Seit die Option eines Gymnasiums in greifbare Nähe gerückt sei, "da versucht man's eben und schaut mal, ob's klappt". Für die Kinder sei diese Haltung aber oft eine Belastung, die auch Enttäuschungen mit sich bringe. Da der offene Zugang zum Gymnasium für jedes Kind aber offensichtlich so gewollt sei, müsse die Politik auch mit den Konsequenzen leben, zum Beispiel bei den Investitionen. So werde die ERS Sandrennbahn mit neuen Räumen und einer neuen Küche gerade zur Ganztagsschule ausgebaut, gleichzeitig würden sich die Schüler umorientieren: "Da ist ein Fehler im System."

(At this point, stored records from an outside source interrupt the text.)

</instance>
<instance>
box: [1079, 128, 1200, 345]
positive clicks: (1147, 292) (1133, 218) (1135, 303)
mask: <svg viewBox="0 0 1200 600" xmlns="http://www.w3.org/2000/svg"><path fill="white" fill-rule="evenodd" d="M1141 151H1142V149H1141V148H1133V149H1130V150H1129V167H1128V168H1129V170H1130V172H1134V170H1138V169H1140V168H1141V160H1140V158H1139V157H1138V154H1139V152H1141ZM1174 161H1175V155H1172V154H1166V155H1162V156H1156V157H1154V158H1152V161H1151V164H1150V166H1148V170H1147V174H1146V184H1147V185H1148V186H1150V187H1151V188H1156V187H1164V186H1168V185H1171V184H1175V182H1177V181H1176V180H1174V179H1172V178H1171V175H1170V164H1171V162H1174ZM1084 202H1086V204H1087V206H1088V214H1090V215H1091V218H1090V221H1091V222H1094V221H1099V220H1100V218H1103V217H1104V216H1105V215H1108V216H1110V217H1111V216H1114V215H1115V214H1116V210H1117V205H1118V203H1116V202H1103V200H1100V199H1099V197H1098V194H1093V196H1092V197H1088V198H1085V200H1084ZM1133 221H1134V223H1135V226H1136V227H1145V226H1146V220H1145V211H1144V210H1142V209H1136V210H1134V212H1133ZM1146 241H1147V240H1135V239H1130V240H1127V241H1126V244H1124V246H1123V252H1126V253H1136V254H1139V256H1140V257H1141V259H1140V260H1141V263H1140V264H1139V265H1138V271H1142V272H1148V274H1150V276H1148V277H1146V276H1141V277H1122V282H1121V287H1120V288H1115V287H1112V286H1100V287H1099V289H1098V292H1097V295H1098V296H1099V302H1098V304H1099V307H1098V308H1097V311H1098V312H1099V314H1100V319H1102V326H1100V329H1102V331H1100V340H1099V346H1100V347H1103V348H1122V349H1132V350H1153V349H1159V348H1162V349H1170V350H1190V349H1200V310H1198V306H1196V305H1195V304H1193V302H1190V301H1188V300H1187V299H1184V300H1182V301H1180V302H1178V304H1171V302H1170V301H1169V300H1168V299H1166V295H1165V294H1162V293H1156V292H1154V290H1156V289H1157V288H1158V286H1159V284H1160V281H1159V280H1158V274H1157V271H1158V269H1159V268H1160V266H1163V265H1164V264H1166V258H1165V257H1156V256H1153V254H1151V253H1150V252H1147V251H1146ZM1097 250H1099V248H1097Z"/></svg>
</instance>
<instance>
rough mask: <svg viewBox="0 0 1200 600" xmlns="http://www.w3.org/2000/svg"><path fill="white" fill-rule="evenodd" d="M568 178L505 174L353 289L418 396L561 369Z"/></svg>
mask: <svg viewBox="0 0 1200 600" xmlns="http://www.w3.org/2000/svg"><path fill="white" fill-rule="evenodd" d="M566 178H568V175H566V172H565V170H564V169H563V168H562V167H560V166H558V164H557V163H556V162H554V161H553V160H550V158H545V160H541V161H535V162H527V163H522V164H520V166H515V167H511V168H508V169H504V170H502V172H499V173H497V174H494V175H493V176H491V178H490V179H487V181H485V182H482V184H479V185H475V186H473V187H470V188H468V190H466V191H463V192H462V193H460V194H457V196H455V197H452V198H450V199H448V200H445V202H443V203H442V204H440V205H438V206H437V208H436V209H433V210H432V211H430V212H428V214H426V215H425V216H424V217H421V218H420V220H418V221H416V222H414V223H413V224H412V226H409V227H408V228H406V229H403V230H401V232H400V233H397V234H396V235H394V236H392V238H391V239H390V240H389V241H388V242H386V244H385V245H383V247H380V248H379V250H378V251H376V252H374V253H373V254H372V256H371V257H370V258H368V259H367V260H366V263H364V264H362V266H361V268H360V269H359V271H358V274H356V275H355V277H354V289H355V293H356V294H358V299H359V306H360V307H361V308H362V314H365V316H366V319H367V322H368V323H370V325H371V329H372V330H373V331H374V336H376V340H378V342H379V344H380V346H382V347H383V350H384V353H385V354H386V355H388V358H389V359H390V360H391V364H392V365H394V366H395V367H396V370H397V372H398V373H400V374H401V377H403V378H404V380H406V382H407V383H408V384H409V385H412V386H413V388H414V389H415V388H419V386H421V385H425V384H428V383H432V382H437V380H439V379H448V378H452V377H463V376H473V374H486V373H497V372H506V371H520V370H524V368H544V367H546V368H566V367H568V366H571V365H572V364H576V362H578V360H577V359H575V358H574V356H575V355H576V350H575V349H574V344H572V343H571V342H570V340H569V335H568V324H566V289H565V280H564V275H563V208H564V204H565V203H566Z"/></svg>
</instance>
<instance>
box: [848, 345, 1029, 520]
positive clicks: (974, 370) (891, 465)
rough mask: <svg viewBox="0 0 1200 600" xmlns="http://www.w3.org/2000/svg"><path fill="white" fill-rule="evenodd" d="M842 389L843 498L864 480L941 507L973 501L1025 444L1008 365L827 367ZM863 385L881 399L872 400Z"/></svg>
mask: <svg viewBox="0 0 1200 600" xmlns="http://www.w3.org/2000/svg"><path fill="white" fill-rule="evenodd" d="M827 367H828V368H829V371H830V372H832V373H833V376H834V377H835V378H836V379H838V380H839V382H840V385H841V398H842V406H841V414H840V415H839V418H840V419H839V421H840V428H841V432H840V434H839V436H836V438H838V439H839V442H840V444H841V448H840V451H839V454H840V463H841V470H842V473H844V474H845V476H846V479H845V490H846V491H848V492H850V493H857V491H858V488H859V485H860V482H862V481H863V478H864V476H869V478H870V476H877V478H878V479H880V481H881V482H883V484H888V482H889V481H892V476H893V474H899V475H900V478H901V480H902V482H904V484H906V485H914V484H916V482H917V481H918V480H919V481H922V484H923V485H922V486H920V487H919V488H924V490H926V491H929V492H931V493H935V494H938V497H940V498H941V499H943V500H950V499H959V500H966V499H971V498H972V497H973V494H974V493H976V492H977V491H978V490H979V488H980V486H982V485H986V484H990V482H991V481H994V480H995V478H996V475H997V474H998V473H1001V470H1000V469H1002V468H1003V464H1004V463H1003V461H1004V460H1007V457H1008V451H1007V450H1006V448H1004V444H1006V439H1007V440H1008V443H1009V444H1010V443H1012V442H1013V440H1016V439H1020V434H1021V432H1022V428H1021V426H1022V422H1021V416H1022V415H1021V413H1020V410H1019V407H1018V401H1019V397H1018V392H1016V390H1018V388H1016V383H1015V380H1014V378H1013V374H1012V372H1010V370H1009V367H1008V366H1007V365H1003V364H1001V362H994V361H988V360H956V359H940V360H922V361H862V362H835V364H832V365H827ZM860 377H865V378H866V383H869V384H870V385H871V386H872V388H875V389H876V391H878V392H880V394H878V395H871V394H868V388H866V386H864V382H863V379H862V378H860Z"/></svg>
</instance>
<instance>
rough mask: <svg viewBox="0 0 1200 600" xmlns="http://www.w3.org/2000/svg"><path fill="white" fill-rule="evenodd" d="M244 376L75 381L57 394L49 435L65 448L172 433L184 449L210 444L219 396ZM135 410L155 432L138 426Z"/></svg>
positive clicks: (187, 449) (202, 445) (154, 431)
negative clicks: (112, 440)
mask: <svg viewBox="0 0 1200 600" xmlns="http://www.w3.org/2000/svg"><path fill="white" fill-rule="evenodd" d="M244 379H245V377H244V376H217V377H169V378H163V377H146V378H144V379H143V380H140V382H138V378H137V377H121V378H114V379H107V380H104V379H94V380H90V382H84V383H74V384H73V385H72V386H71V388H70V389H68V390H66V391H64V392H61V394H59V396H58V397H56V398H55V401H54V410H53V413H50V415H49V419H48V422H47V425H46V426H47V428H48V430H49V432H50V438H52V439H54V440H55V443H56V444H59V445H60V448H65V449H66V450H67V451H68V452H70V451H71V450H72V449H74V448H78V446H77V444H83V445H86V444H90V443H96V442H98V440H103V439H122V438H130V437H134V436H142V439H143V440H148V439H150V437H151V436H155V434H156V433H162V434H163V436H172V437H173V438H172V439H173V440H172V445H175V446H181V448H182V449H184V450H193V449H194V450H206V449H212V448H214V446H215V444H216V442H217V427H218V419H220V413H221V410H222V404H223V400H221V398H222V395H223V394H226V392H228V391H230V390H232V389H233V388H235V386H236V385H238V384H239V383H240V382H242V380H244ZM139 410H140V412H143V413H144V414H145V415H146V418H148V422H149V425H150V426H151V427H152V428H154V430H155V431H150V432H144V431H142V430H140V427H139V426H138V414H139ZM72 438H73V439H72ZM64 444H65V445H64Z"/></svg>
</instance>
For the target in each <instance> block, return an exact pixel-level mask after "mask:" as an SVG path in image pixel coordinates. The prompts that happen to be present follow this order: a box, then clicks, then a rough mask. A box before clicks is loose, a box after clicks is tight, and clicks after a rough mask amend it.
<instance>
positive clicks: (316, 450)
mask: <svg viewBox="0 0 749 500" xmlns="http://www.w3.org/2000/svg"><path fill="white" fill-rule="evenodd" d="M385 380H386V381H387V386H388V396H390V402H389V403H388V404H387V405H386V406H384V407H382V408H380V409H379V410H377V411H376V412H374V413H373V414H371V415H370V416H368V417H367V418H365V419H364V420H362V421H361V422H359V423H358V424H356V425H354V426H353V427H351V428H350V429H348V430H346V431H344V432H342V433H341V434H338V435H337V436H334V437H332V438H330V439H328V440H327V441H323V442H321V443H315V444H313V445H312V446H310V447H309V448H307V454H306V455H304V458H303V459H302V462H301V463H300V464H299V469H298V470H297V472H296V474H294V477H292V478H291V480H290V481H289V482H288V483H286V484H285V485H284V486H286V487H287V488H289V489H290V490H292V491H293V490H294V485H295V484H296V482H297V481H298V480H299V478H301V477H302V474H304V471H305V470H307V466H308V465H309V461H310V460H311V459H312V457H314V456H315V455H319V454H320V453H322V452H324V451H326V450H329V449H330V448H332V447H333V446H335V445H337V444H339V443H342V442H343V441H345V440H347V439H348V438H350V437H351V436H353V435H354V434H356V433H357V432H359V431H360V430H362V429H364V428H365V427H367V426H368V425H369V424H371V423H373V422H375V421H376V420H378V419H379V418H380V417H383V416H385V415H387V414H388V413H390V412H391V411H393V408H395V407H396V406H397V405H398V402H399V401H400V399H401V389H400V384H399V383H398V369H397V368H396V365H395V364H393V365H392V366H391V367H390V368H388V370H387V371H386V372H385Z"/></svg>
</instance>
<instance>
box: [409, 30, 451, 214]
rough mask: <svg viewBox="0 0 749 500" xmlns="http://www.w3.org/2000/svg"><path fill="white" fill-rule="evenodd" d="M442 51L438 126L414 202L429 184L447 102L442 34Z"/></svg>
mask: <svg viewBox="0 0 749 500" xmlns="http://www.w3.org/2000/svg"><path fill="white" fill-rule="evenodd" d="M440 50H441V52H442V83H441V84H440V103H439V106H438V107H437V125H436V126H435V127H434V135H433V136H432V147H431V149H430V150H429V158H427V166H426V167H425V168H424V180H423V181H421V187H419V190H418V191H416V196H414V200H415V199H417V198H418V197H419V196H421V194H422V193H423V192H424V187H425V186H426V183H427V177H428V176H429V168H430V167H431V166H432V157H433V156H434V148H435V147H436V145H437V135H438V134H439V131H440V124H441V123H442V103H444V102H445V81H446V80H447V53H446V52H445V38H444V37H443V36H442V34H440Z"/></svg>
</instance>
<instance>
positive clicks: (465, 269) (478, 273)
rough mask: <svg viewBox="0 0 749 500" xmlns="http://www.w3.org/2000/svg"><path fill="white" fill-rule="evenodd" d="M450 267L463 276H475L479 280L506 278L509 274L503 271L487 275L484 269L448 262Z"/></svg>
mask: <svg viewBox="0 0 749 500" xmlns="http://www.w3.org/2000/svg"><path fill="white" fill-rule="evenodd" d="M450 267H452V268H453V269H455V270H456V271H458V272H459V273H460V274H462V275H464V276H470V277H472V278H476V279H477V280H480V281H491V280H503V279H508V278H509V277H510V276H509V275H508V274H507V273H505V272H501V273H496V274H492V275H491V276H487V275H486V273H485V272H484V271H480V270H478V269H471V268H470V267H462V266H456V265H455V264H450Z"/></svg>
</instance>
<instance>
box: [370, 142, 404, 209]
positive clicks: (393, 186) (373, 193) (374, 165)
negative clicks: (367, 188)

Eine weitere Veränderung hat Ranker bei den Migrantenfamilien beobachte: Während Bildung noch vor wenigen Jahren kein großes Thema war, seien türkische Eltern sehr ehrgeizig geworden. Sie engagierten sogar Nachhilfelehrer, "damit die Kinder es schaffen".

Meinung

Weniger Kinder zu verteilen

Von SZ-RedakteurinChristine Maack

Der Geburtenrückgang hat die weiterführenden Schulen erreicht. Noch nie waren innerhalb der vergangenen Jahre so wenig Schüler aus Homburg, Bexbach und Kirkel auf Gymnasien, Gesamtschule und ERS zu verteilen gewesen wie diesmal: ganze 546 Kinder. Zum Vergleich: 2008/09 waren es noch 640, im vergangenen Jahr immerhin noch rund 585. Schon seit Jahren war obendrein der Trend zum Gymnasium zu beobachten. 2008/09 wechselten 287 Kinder aufs Gymnasium, rund 230 zur Erweiterten Realschule. Nun ist die Schere weiter aufgeklafft: 309 aufs Gymnasium, 130 an die ERS. Das liegt vor allem am Wegfall der Empfehlungen fürs Gymnasium. Trotz aller Warnungen vor dem Leistungsdruck bei G 8 haben viele Eltern beschlossen, es "trotzdem" zu versuchen. Obwohl auch die beiden ERS und die Gesamtschule Abiturzweige anbieten. Fragt sich nur, ob dieser Zuspruch den Gymnasien gut bekommt. Die sind nun in der Zwickmühle: Entweder, sie senken die Ansprüche, oder sie müssen einen Teil der Kinder wieder wegschicken. Obwohl es im Saarland ein Zentralabitur gibt, sind die Wege dorthin längst nicht mehr die selben. Das geht zu Lasten der Kinder, deren wirkliche Leistung nicht mehr gerecht bewertet wird.